Business Life magazine – the one shoved in the seat pockets on British Airways flights – has a column in this month talking about project managers. It’s the light relief, ‘Business Lifer’ column at the back, written by an anonymous ‘executive globetrotter’. During January, Business Lifer has been recruiting as well as considering his own CV in the light of transferable skills. He writes:
I realised with joy that I had the ability to ‘project manage’. I had to be sure so I went through the common attributes of the best project managers I knew. They all maintain a tedious attention to detail, like to call in well before work and command you to do something, strut about as if they are extremely important and have an annoying habit of summarising conversations and emails midflow. It turns out I’m just as pompous and manipulative as the best of them.
Now, I can strut with the best of them, but I hope I’m not pompous and manipulative. In fact, pompous and manipulative is the worst of them – these are exactly traits that project managers should not have.
Project managers serve others through their actions. We deliver a service to our project stakeholders and project customers (both internal and end user). We get things done through other people; we enable others to do their best work in a way that delivers the most value to the organisation.
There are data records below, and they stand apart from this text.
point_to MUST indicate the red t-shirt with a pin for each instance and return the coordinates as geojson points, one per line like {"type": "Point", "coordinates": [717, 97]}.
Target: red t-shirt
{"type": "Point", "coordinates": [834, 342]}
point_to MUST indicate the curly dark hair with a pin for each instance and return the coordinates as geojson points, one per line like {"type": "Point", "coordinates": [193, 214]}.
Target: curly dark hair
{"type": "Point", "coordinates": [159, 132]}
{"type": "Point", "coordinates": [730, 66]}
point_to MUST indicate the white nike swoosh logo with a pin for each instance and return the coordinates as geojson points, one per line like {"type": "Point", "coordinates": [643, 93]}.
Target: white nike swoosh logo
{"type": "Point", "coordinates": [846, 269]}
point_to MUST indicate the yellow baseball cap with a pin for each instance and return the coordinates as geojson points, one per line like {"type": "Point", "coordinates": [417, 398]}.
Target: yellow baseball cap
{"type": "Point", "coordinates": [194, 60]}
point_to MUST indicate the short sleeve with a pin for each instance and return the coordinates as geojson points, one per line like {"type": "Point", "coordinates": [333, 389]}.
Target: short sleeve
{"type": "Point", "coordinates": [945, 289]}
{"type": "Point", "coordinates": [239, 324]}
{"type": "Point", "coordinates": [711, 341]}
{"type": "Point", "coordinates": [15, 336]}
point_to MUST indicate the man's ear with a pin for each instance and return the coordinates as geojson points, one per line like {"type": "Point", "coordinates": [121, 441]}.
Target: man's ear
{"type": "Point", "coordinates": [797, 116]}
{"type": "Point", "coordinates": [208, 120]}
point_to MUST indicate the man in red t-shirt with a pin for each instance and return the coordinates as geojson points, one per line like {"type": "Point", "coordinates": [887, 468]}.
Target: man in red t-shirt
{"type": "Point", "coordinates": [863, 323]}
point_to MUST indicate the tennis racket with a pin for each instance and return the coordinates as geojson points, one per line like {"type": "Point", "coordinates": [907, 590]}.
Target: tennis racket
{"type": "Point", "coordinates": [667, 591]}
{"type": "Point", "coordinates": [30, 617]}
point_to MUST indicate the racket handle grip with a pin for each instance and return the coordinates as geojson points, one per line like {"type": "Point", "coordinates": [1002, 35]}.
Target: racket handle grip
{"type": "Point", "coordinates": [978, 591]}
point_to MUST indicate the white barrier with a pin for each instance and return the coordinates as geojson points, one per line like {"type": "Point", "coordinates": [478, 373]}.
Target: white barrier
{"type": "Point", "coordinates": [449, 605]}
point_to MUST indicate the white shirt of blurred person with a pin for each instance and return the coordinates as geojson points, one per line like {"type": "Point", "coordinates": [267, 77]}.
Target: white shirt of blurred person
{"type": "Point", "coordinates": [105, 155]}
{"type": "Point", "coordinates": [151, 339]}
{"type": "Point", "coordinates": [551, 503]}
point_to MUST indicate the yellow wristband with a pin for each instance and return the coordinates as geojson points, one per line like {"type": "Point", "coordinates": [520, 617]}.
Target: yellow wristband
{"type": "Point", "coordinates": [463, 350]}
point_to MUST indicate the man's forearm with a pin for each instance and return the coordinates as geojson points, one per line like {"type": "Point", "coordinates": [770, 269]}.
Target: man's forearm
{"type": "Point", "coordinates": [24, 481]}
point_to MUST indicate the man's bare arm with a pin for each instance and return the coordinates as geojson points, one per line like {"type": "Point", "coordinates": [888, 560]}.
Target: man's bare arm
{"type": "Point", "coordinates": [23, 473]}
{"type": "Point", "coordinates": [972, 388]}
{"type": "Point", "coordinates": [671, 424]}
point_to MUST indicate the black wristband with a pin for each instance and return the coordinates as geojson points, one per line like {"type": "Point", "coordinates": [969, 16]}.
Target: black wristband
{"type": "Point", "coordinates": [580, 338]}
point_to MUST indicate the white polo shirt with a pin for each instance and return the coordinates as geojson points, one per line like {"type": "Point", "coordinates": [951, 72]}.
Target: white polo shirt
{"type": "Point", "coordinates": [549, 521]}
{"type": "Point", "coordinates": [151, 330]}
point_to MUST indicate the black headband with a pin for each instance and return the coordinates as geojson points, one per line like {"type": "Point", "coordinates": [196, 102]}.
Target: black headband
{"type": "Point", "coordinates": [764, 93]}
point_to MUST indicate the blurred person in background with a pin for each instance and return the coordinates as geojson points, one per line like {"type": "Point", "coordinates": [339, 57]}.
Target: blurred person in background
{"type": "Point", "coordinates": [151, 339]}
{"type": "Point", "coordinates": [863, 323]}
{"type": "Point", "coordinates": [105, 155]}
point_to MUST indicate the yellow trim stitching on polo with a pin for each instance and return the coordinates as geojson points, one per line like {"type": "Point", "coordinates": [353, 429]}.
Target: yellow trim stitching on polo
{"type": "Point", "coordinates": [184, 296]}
Pomposity is the enemy of getting things done. Manipulation is the opposite of collaborative teamwork. Both of these may deliver very short term results, but the long term damage to your career and credibility is not worth behaving so badly for.
For another take on what project managers are like, check out this YouTube video: Stuff Project Managers Say. I thought it was funny, and I’m sure you’ll recognise yourself and colleagues. I reckon I’ve said all those things, although I don’t have alcohol in my desk drawer, I have emergency chocolate. What do you have?
And do you think the Business Lifer view or the video is a more accurate description of project managers?